Tracking Down the Source

How 707 Emails Revealed a Six-Year Data Quality Issue

Character Key

Executive Summary

Discovery
Data Pull Request Initiated
Mar 2020
Sage the Heron's team takes over data operations from a former analyst who left. Goose requests the team submit a formal data pull request for FY2013-2020 fleet logistics data. The previous analyst's code and methodology are poorly documented.
Initial Comparison Reveals Differences
May 2020
Sage the Heron uploads new pull results. The team notices current data doesn't match previously reported figures. Goose flags:
"The discrepancy is between the older data pulls and the updated pulls."
New Data Arrives, Numbers Don't Match
Jul 2020
Pip the Otter begins processing new fiscal year data. Results look fundamentally different from prior years. Sage asks:
"How large are the differences compared to prior years?"
Escalation
Data Errors Formally Identified
Aug 2, 2020
Maple the Deer and Pip the Otter document specific structural errors in how record identifiers were combined. Harold the Badger is notified.
Working Group Meeting — Deep Dive Assigned
Aug 9, 2020
Internal working group meeting. The term "data errors" is formally adopted. Goose assigns Pip and Maple to:
"Do a deep dive into the data errors."
Plan due by August 11.
Felix's Breakthrough
Sep 21, 2020
Felix the Fox's analysis reveals the core issue: the previous data operations team only pulled "long-haul" shipment records from FY2013-FY2018. FY2019 was the first year that included all four record types (maintenance, fuel, long-haul, local delivery). Six fiscal years of data were structurally different.
Urgent Meeting Called
Sep 22, 2020
Harold the Badger calls all-hands:
"Can we connect to talk about the data pull?"
The scope — all reports using pre-FY2019 data are affected — becomes clear.
Investigation
Alice Investigates record types
Nov 2020
Alice the Owl requests breakdowns by record type and year. The team discovers FY2013-2018 data contains only long-haul shipment records while FY2019 contains all types.
Structural Root Cause Confirmed
Mar 2021
Archie the Hawk confirms: the data warehouse's default join from shipment records Header to Dispatch Detail sub-tables was an INNER JOIN, dropping results from ~762K to ~15K records, returning only long-haul shipment records. This silent filter caused six years of structural difference.
Formal Root Cause Analysis
Apr 24-25, 2021
Team conducts formal RCA using "5 Whys" methodology.
"There was an ordering of join conditionals that implicitly limited the data."
Contributing factor: the previous data handler worked in isolation with no parallel verification.
Action Items Documented
Jun 7, 2021
Harold the Badger documents follow-up: compare current raw data with historical data, examine former analyst's queries, create reference documents.
Resolution
Mystery Solved
Jul 19, 2021
Archie the Hawk confirms definitively:
"The default join IS an inner join. Even without a restrictive qualification for record type, linking to the Header Subtables defaults to ONLY returning long-haul shipment records."
Mitigation Plan: Blind Parallel Processing
Jul 24, 2021
Harold the Badger proposes blind parallel processing — where data handlers independently conduct pulls and confirm numbers match — as standard practice across all contracts.
Validation and Resolution
Aug-Oct 2021
Alice the Owl conducts validation pulls.

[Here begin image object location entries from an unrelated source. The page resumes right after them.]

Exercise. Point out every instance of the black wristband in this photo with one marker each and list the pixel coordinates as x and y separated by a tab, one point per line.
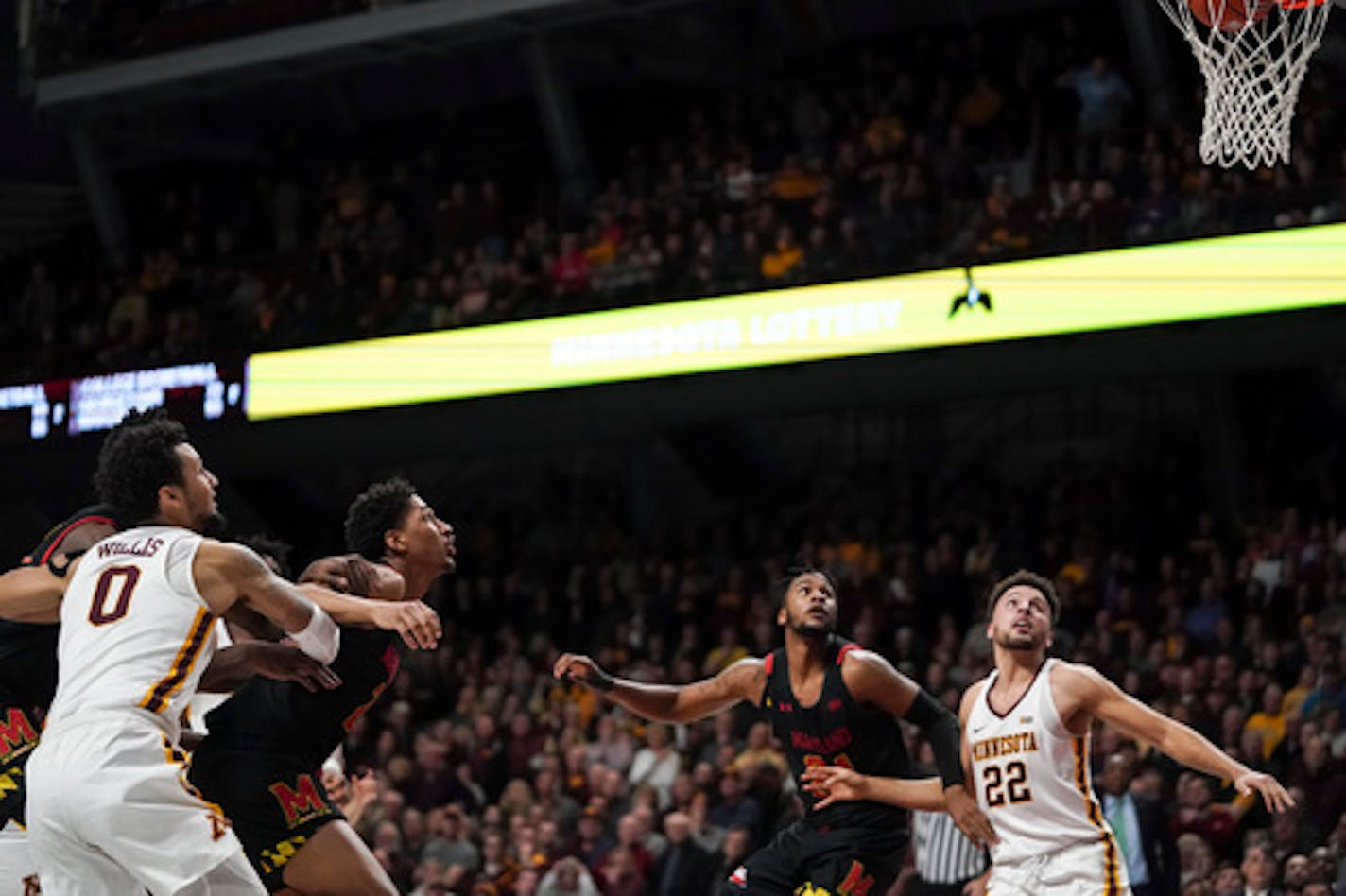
60	572
941	728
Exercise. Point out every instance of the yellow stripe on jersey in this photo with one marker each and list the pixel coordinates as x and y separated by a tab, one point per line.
1095	812
177	758
156	698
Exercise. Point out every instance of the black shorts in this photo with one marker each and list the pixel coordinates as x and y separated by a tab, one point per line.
18	736
273	802
813	861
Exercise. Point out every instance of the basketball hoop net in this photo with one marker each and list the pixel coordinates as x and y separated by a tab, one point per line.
1253	56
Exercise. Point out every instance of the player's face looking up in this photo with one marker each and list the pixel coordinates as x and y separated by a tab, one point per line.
810	606
194	498
1021	620
425	539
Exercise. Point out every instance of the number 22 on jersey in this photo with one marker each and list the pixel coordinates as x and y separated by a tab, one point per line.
1006	784
112	594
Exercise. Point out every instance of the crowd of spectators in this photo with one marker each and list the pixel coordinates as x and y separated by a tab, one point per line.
75	34
939	149
481	774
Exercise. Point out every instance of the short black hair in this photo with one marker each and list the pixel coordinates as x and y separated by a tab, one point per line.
136	457
1030	578
376	510
273	548
794	572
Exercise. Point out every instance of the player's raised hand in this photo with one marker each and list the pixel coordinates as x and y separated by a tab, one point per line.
581	670
1276	798
834	784
416	622
968	817
289	663
329	572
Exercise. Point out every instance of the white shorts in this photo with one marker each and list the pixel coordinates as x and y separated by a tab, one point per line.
111	813
1079	870
18	872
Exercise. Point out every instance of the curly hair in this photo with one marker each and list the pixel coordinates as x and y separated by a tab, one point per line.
272	549
378	508
137	457
1031	580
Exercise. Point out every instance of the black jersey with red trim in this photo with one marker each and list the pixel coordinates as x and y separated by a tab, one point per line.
28	650
837	731
285	717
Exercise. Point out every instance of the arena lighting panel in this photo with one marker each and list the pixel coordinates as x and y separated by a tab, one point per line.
1199	280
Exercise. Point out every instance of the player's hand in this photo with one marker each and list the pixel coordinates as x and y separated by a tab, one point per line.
1276	798
834	784
580	670
289	663
977	886
968	817
415	620
373	580
330	572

The state coordinator reviews the mitigation plan. Harold the Badger presents evidence of the fix. New protocols implemented.

Glossary

RCA
Root Cause Analysis — a structured investigation to identify why a problem occurred, going beyond surface symptoms to find the underlying cause.
5 Whys
An iterative interrogation technique: ask "why?" five times to drill from a symptom to a root cause. Used in the formal RCA session.
Blind Parallel Processing
Two analysts independently perform the same data pull without seeing each other's work, then compare results to verify correctness.
Inner Join
A database operation that returns only records matching in both tables. Here, it silently filtered out non-long-haul shipment records by requiring a match in Dispatch Detail sub-tables.
Honest Broker
A trusted intermediary who handles sensitive data without direct interest in the outcome, ensuring objectivity in data operations.
Invoice Type
The classification of a logistics record — maintenance, fuel, long-haul, or local delivery. The root issue was that only one of four types was being returned.